If Windows Remoting (WinRM) is enabled on a target, you can easily trigger an Empire agent remotely in the most “PowerShelly” way possible. By executing Invoke-Command on a remote system with the ScriptBlock set to Empire staging code, lateral spread is easy. Like Invoke-PsExec and Invoke-WMI, our implementation at lateral_movement/invoke_psremoting accepts a Listener and ComputerName. It also also accepts and optional UserName and Password (or a CredID specification) to run a stager with separate credentials on the remote host.
One slightly novel lateral spread method we have is the ability to easily use WMI to set the debugger for any of the five Windows Accessibility binaries. These binaries include the notorious sethc.exe (‘Sticky Keys’, activated with shift x 5), Utilman.exe (the ‘Ease of Access’ button, activated with Win+U), Osk.exe (the on-screen keyboard, activated from the Utilman interface), Narrator.exe (text narration, also activated from the Utilman interface), and Magnify.exe (the screen maginifier, also activated from the Utilman interface). What’s great about these binaries is that they can be triggered from an RDP session BEFORE authentication! We use the registry ‘Image File Execution Options’ option instead of overwriting the binaries themselves, as this makes cleanup easier.

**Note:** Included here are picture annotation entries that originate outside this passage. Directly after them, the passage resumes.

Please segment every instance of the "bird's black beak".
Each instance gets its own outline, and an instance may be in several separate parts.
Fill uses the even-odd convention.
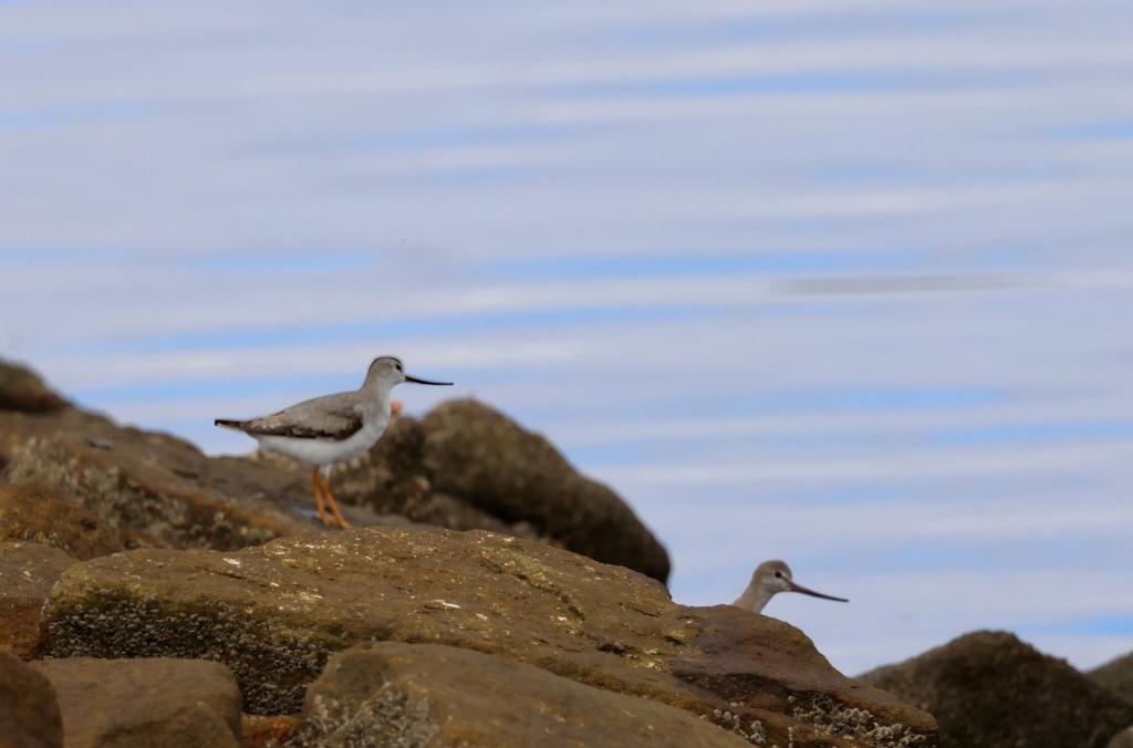
[[[416,376],[409,376],[406,374],[406,381],[412,382],[414,384],[452,384],[452,382],[429,382],[428,380],[419,380]]]
[[[836,600],[840,603],[849,603],[850,601],[845,597],[835,597],[833,595],[824,595],[823,593],[816,593],[813,589],[808,589],[802,585],[796,585],[793,581],[789,583],[791,586],[787,587],[790,592],[802,593],[803,595],[810,595],[811,597],[821,597],[823,600]]]

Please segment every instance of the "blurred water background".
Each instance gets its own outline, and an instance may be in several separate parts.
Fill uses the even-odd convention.
[[[210,452],[401,355],[840,669],[1133,648],[1133,5],[0,2],[0,352]]]

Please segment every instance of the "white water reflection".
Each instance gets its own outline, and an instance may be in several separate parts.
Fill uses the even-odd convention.
[[[782,556],[854,601],[767,610],[846,671],[976,627],[1093,664],[1133,648],[1130,22],[3,3],[0,351],[211,451],[394,351],[627,495],[679,600]]]

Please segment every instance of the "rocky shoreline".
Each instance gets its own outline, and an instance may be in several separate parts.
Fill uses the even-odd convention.
[[[0,365],[0,742],[965,745],[934,696],[952,660],[850,679],[787,623],[675,604],[632,510],[482,403],[399,418],[341,470],[355,529],[315,520],[305,477]],[[1058,734],[1133,724],[1073,677]]]

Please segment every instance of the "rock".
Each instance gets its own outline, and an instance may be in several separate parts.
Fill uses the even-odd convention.
[[[67,748],[240,746],[240,690],[215,662],[45,660]]]
[[[40,645],[40,612],[51,586],[75,563],[37,543],[0,543],[0,651],[25,660]]]
[[[1133,702],[1133,652],[1124,657],[1117,657],[1100,668],[1094,668],[1087,675],[1096,683],[1105,686],[1126,702]]]
[[[394,418],[367,459],[335,470],[334,495],[370,507],[381,516],[395,515],[412,522],[538,537],[527,522],[505,522],[459,496],[437,492],[425,468],[424,445],[420,422],[408,416]]]
[[[1003,631],[966,634],[859,680],[931,712],[945,746],[1102,748],[1133,723],[1133,704]]]
[[[741,731],[781,745],[792,734],[887,748],[935,745],[930,715],[845,678],[793,626],[732,605],[682,613],[698,631],[697,653],[671,661],[670,670],[706,702],[716,699]]]
[[[1106,748],[1133,748],[1133,728],[1118,732]]]
[[[54,413],[68,405],[32,369],[0,359],[0,410]]]
[[[0,746],[61,748],[63,723],[51,681],[0,652]]]
[[[298,714],[245,714],[240,717],[244,748],[291,748],[291,736],[299,729]]]
[[[0,541],[31,541],[86,560],[122,550],[118,536],[78,503],[33,485],[0,485]]]
[[[374,736],[381,739],[367,742]],[[292,748],[748,745],[683,709],[470,649],[383,641],[331,657]]]
[[[935,745],[931,717],[855,688],[785,623],[681,607],[625,568],[483,532],[373,527],[233,553],[119,553],[66,571],[44,620],[53,656],[224,662],[253,713],[298,711],[329,654],[393,640],[495,654],[746,734],[767,716],[768,739],[790,733],[796,748]],[[730,637],[735,662],[714,678]],[[780,648],[798,669],[786,672]],[[842,708],[909,739],[838,738],[830,714]]]
[[[73,431],[53,423],[28,424],[9,452],[9,482],[73,496],[129,547],[228,550],[315,527],[295,476],[109,422]],[[8,426],[18,424],[9,417]]]
[[[529,522],[576,553],[668,578],[668,554],[633,510],[542,435],[476,400],[440,405],[421,428],[424,465],[437,491],[504,521]]]
[[[37,484],[73,500],[126,547],[235,550],[325,529],[308,473],[295,462],[261,453],[208,458],[173,436],[71,407],[26,369],[0,364],[0,388],[7,381],[24,384],[9,386],[22,393],[10,398],[15,406],[0,405],[0,483]],[[332,477],[353,525],[486,529],[666,578],[668,556],[633,512],[542,436],[472,401],[442,406],[426,420],[428,428],[394,419],[368,459]],[[489,441],[469,442],[461,424]],[[493,460],[489,470],[504,470],[497,481],[469,465],[482,452]]]

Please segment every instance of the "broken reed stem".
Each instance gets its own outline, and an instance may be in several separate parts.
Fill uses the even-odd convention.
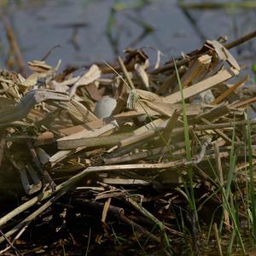
[[[256,37],[256,31],[250,32],[236,40],[234,40],[229,44],[224,44],[224,47],[225,47],[226,49],[231,49],[234,48],[236,46],[238,46],[247,41],[251,40],[252,38]],[[199,52],[199,50],[195,50],[193,52],[193,55],[188,57],[187,59],[183,59],[183,60],[175,60],[176,62],[176,66],[177,67],[186,65],[188,64],[189,61],[191,61],[192,59],[194,59],[195,57],[197,57],[196,54]],[[156,68],[151,72],[149,72],[150,74],[158,74],[159,73],[164,73],[169,69],[172,69],[174,68],[174,61],[171,61],[168,64],[166,64],[164,67],[160,67],[159,68]]]
[[[32,221],[36,217],[38,217],[44,210],[46,210],[48,207],[49,207],[57,199],[59,199],[61,195],[63,195],[67,191],[67,189],[63,189],[63,191],[61,191],[60,193],[58,193],[57,195],[53,196],[50,200],[49,200],[45,204],[44,204],[42,207],[40,207],[38,210],[36,210],[34,212],[30,214],[25,219],[20,221],[12,230],[10,230],[7,233],[5,233],[4,236],[2,236],[0,237],[0,243],[3,242],[6,240],[6,238],[9,237],[10,236],[12,236],[15,232],[17,232],[19,230],[28,225],[31,221]]]

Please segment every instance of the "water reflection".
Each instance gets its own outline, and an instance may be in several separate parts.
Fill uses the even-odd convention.
[[[186,1],[193,3],[193,1]],[[41,59],[60,44],[48,60],[55,64],[113,61],[127,47],[151,46],[166,60],[201,47],[206,39],[228,35],[230,40],[254,29],[253,9],[202,11],[179,9],[175,0],[137,1],[1,1],[26,61]],[[1,67],[9,57],[9,42],[0,24]],[[236,49],[250,58],[255,43]]]

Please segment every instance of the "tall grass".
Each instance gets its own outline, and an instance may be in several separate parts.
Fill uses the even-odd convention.
[[[186,150],[186,159],[187,161],[191,161],[191,148],[190,148],[190,140],[189,140],[189,122],[187,118],[187,109],[186,104],[183,96],[183,85],[180,80],[180,77],[177,72],[176,61],[173,59],[175,72],[177,74],[177,84],[181,94],[182,99],[182,108],[183,108],[183,127],[184,127],[184,138],[185,138],[185,150]],[[191,165],[188,166],[188,177],[189,177],[189,186],[186,182],[183,182],[184,189],[187,194],[187,199],[189,201],[189,204],[191,209],[191,212],[195,214],[196,223],[198,224],[198,215],[196,211],[196,205],[194,195],[194,182],[193,182],[193,169]]]
[[[252,222],[252,236],[253,244],[256,241],[256,206],[255,206],[255,195],[254,195],[254,182],[253,182],[253,147],[252,147],[252,137],[251,137],[251,125],[248,118],[248,109],[246,114],[247,119],[247,141],[248,146],[248,163],[249,163],[249,183],[248,183],[248,199]]]

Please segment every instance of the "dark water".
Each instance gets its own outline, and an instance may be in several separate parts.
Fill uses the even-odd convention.
[[[140,3],[115,2],[123,3],[125,7]],[[10,20],[26,61],[39,60],[60,44],[48,62],[54,65],[61,59],[62,67],[112,61],[129,46],[160,49],[165,61],[201,47],[206,38],[227,35],[233,40],[255,29],[255,9],[190,10],[186,15],[175,0],[148,2],[140,9],[116,13],[111,26],[113,39],[118,41],[115,46],[106,34],[114,1],[0,0],[0,8]],[[144,23],[152,32],[143,37],[144,28],[138,23]],[[3,67],[9,44],[1,20],[0,46],[0,67]],[[148,51],[154,55],[153,49]],[[233,52],[239,60],[253,61],[256,44],[246,44]]]

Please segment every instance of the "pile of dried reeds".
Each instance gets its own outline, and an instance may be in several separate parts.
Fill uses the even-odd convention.
[[[78,247],[89,227],[97,242],[114,240],[121,222],[119,234],[166,253],[187,236],[198,252],[200,224],[215,223],[217,241],[224,230],[243,248],[241,224],[253,232],[256,217],[256,120],[247,108],[256,96],[228,49],[247,38],[207,41],[162,67],[127,49],[125,61],[84,73],[44,61],[29,62],[27,78],[2,70],[2,253],[17,252],[32,222],[65,230]]]

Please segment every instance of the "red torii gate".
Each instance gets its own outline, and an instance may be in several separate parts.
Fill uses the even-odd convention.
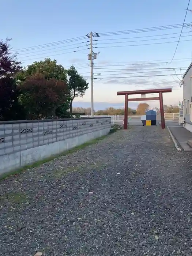
[[[163,102],[163,93],[171,93],[171,88],[166,89],[151,89],[149,90],[138,90],[138,91],[118,91],[117,95],[125,95],[125,114],[124,116],[124,129],[127,129],[128,122],[128,101],[157,101],[159,100],[160,113],[161,116],[161,127],[162,129],[165,128],[165,117],[164,115]],[[159,97],[145,98],[145,94],[149,93],[159,93]],[[128,95],[134,94],[144,95],[144,98],[128,99]]]

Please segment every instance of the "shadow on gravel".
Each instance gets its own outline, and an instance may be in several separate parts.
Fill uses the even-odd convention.
[[[132,126],[0,184],[0,255],[191,256],[192,161]]]

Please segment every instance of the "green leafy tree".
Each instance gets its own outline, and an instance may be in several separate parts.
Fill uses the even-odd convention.
[[[0,41],[0,120],[25,118],[24,110],[19,104],[20,95],[15,75],[21,69],[16,56],[10,54],[10,39]]]
[[[60,118],[69,117],[69,114],[67,110],[69,109],[69,94],[68,90],[66,89],[66,85],[67,81],[67,71],[61,65],[59,65],[56,60],[51,60],[50,59],[45,59],[44,61],[35,61],[33,64],[28,65],[26,68],[24,68],[17,76],[18,82],[20,84],[22,84],[27,79],[29,82],[29,79],[30,76],[35,76],[37,75],[39,76],[41,74],[45,79],[49,80],[50,79],[53,79],[59,81],[60,84],[61,81],[64,82],[63,84],[64,87],[63,88],[63,92],[65,94],[65,101],[61,102],[60,101],[57,102],[57,105],[55,109],[55,113],[56,116]],[[34,77],[33,77],[33,80]],[[38,82],[39,85],[39,82]],[[44,83],[42,84],[45,84]],[[62,93],[62,91],[61,91]],[[34,92],[33,92],[33,98],[35,99]],[[39,98],[38,92],[36,92],[36,98]],[[21,98],[21,100],[23,101],[23,104],[26,104],[26,101],[24,102],[23,97]],[[35,109],[35,104],[34,103],[35,101],[31,102],[31,104],[34,104],[34,108]]]
[[[145,102],[139,103],[137,108],[137,114],[138,115],[144,115],[146,110],[148,109],[149,105]]]
[[[70,97],[69,105],[70,113],[72,113],[72,104],[76,97],[83,97],[88,88],[89,83],[83,76],[78,73],[75,67],[71,65],[67,71],[69,78],[68,88]]]
[[[58,105],[66,100],[66,83],[54,78],[46,79],[42,74],[29,76],[20,85],[20,100],[32,119],[52,118]]]
[[[50,59],[28,65],[18,74],[17,78],[20,81],[24,81],[29,76],[37,74],[42,74],[46,79],[53,78],[67,82],[67,70],[62,65],[58,65],[56,60],[51,60]]]

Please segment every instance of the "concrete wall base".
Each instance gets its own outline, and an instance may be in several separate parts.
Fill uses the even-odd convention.
[[[189,132],[192,132],[192,124],[185,124],[185,125],[183,126],[185,129],[189,131]]]
[[[0,156],[0,175],[31,164],[106,135],[110,128]]]

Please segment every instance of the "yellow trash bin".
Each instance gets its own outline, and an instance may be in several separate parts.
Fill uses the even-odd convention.
[[[151,125],[151,120],[146,120],[146,125],[150,126]]]

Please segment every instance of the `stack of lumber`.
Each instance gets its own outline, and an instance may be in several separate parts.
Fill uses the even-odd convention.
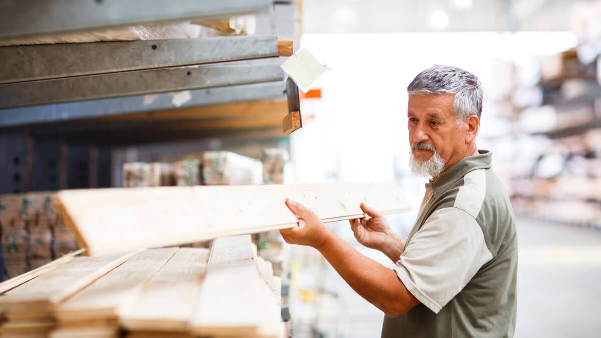
[[[203,154],[203,184],[240,185],[263,184],[263,165],[256,159],[231,152]]]
[[[265,184],[284,184],[284,168],[288,159],[288,151],[285,149],[263,150],[261,162],[263,163]]]
[[[0,233],[5,278],[77,250],[75,238],[55,212],[55,192],[0,195]],[[2,278],[0,278],[2,280]]]
[[[90,254],[179,245],[295,227],[290,198],[324,222],[410,208],[395,182],[161,186],[61,191],[57,207]]]
[[[269,153],[272,153],[272,151]],[[278,159],[281,157],[279,153],[264,156],[267,156],[266,161],[270,165],[270,176],[266,183],[283,183],[283,160]],[[279,166],[278,161],[281,162]],[[263,171],[261,161],[253,158],[231,152],[204,152],[199,159],[185,159],[174,163],[124,163],[123,186],[141,188],[175,185],[189,186],[201,184],[263,184]]]
[[[14,281],[0,284],[2,337],[275,338],[283,332],[281,280],[257,257],[249,235],[217,239],[210,251],[67,257],[36,274],[16,287]]]

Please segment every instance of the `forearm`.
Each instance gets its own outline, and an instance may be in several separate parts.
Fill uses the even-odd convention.
[[[405,241],[392,232],[389,234],[387,238],[379,251],[390,259],[393,263],[396,263],[403,253],[403,250],[405,247]]]
[[[316,248],[359,295],[391,316],[400,316],[417,304],[394,270],[363,256],[331,234]]]

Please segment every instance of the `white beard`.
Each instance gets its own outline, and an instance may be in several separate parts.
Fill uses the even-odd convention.
[[[409,168],[411,172],[422,177],[434,177],[438,176],[445,169],[445,160],[436,152],[433,152],[432,156],[426,161],[420,161],[413,156],[413,152],[409,150]]]

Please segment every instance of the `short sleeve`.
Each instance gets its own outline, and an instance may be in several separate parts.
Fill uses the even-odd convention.
[[[474,217],[447,207],[434,212],[411,238],[394,270],[412,295],[438,313],[491,259]]]

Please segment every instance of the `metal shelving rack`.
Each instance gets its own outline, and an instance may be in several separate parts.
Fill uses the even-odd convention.
[[[276,140],[281,135],[274,132],[275,126],[262,126],[261,121],[248,128],[243,128],[243,122],[236,128],[191,123],[185,130],[161,129],[182,121],[90,121],[176,108],[284,99],[285,75],[279,67],[283,60],[252,59],[277,58],[278,36],[297,41],[296,2],[2,2],[2,39],[150,22],[258,16],[254,35],[0,47],[0,171],[7,173],[0,175],[0,194],[114,186],[118,176],[114,171],[120,170],[116,162],[136,144],[151,143],[158,149],[168,143],[172,151],[174,141],[189,147],[191,142],[215,137],[235,137],[240,143],[248,138]],[[194,67],[181,67],[188,66]],[[169,92],[186,90],[189,99],[176,107]],[[153,100],[145,100],[148,94]],[[145,131],[149,126],[152,128]],[[92,173],[98,176],[91,177]]]

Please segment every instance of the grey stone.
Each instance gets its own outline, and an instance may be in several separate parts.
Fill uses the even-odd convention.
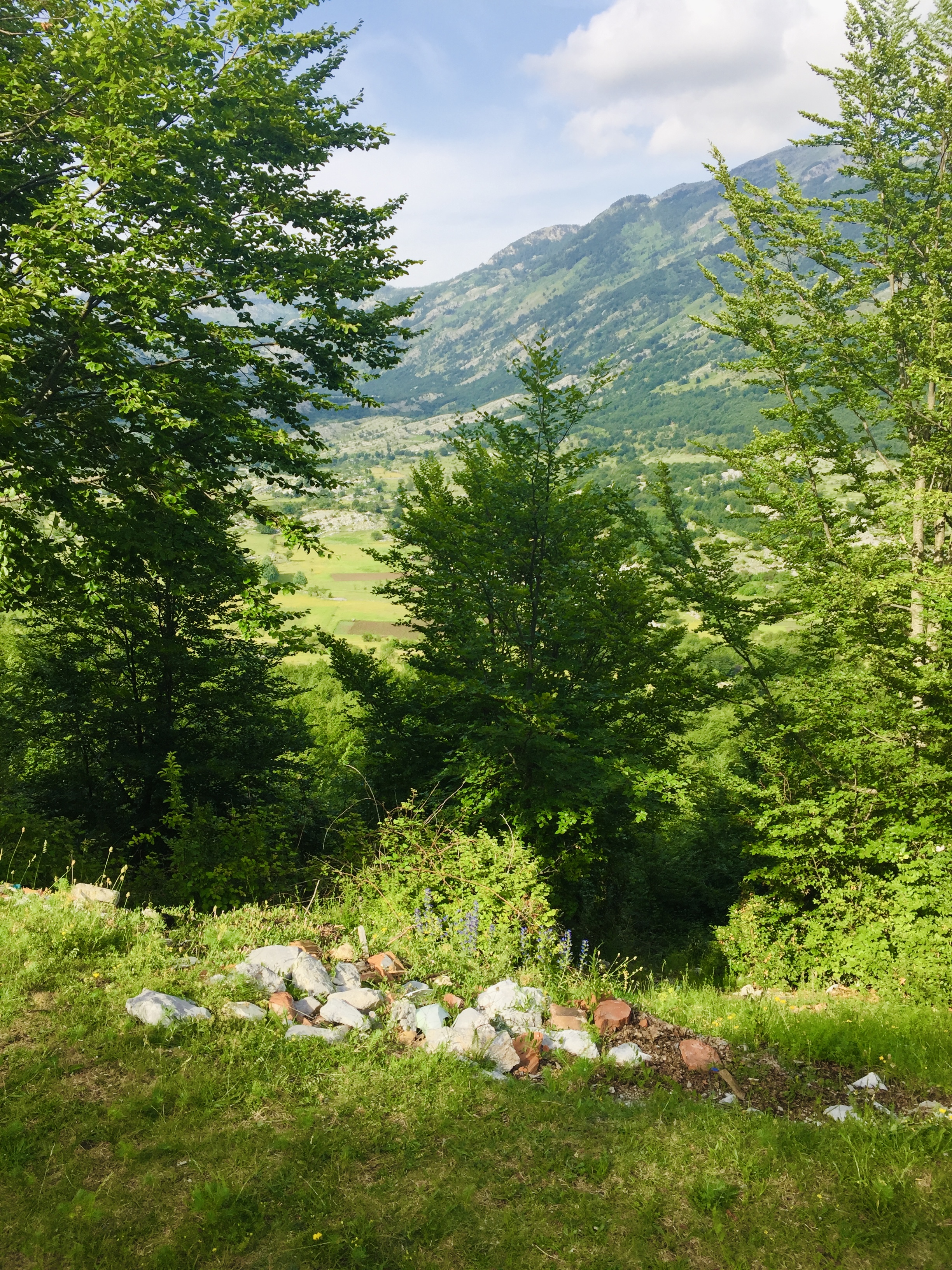
[[[292,1024],[284,1033],[284,1040],[324,1040],[329,1045],[339,1045],[349,1035],[349,1027],[311,1027],[308,1024]]]
[[[347,991],[360,987],[360,972],[352,961],[338,961],[334,968],[333,984],[335,988]]]
[[[322,963],[310,952],[298,952],[291,965],[291,982],[307,997],[329,997],[334,984]]]
[[[334,996],[339,1001],[347,1001],[349,1006],[354,1010],[359,1010],[366,1013],[368,1010],[373,1010],[383,1001],[382,992],[374,992],[373,988],[345,988],[344,992],[335,992]]]
[[[496,1015],[505,1017],[505,1011],[538,1011],[546,1005],[546,994],[541,988],[520,988],[515,979],[500,979],[499,983],[491,984],[485,992],[481,992],[476,997],[476,1005],[482,1010],[490,1019],[495,1019]],[[532,1031],[538,1031],[542,1026],[542,1020]],[[523,1031],[528,1029],[522,1029]]]
[[[245,979],[250,979],[251,983],[256,984],[261,992],[270,994],[272,992],[283,992],[284,980],[275,970],[269,970],[267,965],[260,965],[256,961],[241,961],[235,966],[235,974],[244,975]]]
[[[443,1006],[420,1006],[416,1011],[416,1030],[430,1031],[433,1027],[442,1027],[449,1019],[449,1012]]]
[[[390,1021],[396,1024],[400,1031],[416,1031],[416,1006],[406,997],[401,997],[390,1007]]]
[[[598,1058],[598,1049],[588,1033],[576,1033],[569,1027],[543,1036],[542,1045],[546,1049],[562,1049],[576,1058]]]
[[[327,997],[320,1012],[321,1019],[329,1024],[347,1024],[348,1027],[357,1027],[358,1031],[367,1031],[371,1026],[359,1010],[349,1006],[338,996]]]
[[[499,1017],[517,1036],[519,1033],[539,1031],[542,1027],[541,1010],[500,1010]]]
[[[876,1072],[868,1072],[866,1076],[861,1076],[858,1081],[853,1081],[849,1086],[850,1090],[885,1090],[886,1086],[876,1074]]]
[[[118,898],[118,890],[109,890],[108,886],[94,886],[88,881],[74,883],[70,895],[74,902],[80,904],[114,904]]]
[[[245,954],[245,961],[251,965],[267,965],[269,970],[282,975],[291,973],[291,966],[301,956],[301,949],[292,949],[287,944],[268,944],[263,949],[251,949]],[[278,992],[281,989],[272,989]]]
[[[185,997],[170,997],[166,992],[146,988],[126,1002],[126,1012],[143,1024],[161,1024],[168,1027],[180,1019],[211,1019],[211,1011],[197,1006]]]
[[[824,1115],[828,1115],[830,1118],[830,1120],[839,1120],[840,1123],[843,1120],[858,1120],[859,1119],[857,1116],[856,1111],[853,1110],[853,1107],[847,1106],[845,1102],[839,1102],[836,1106],[826,1107],[826,1110],[824,1111]]]
[[[305,1019],[310,1019],[311,1015],[316,1015],[321,1008],[321,1003],[317,997],[303,997],[301,1001],[294,1002],[294,1013],[303,1015]]]
[[[613,1045],[608,1050],[608,1058],[613,1058],[616,1063],[654,1063],[654,1058],[646,1054],[640,1045]]]
[[[259,1006],[255,1006],[251,1001],[227,1001],[222,1006],[223,1015],[230,1015],[232,1019],[248,1019],[253,1024],[259,1024],[268,1015]]]

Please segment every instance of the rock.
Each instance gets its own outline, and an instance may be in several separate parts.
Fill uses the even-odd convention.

With lateral_movement/invoke_wmi_debugger you can set any of these binaries to trigger custom Empire staging code tied to your particular command and control server. If a listener is specified, the staging script is stored into the registry location specified by RegPath and launched by the specified binary. If a listener isn’t specified the program set in the Binary argument will launch instead (like cmd.exe):
There’s one caveat- if you trigger an agent using this method, you will need to keep the RDP window alive long enough to inject into another process. As soon as the RDP pre-auth session closes, your original agent will as well. You should have about 30 seconds of non-activity until your current RDP session closes.
When you’re done, specify the Cleanup argument and everything will be set back to normal. Of note: this method of backdooring usability binaries for lateral spread is something that some adversaries have done in the wild.
Passing the Hash
“But what about pass the hash??!” you may be yelling. We couldn’t have a complete toolset without SOME kind of option for hash passing, and again in the case Benjamin Delphy (the @gentilkiwi) comes to our rescue. Using Joseph Bialek‘s Invoke-Mimikatz implementation. we can execute Mimikatz’ sekurlsa::pth module. This allows us to spawn a new process and inject the specified NTLM hash into the process space, performing an ‘over-pass-the-hash‘ attack that effectively turns this credential into a Kerberos ticket. You can pass the hash either with the credentials/mimikatz/pth module or the shortcut from the Agent menu of pth <CredID> (utilizing the Empire credential store):
There are a few caveats with this approach. First, you need administrative privileges in order to execute it. And second, a new process will be spawned, so Empire’s implementation of Invoke-Mimikatz sets the new process to not spawn a new window. After the process executes, use steal_token (an alias for credentials/tokens, the integration of Joe’s Invoke-TokenManipulation script) in order to steal the token of the newly minted process.
Lateral spread is an important component of every penetration test and red team engagement. PsExec, WMI, “Debuggers”, WinRM, and PTH all have their place in engagements, and Empire aims to allow operators to choose the best method to fit their given situation.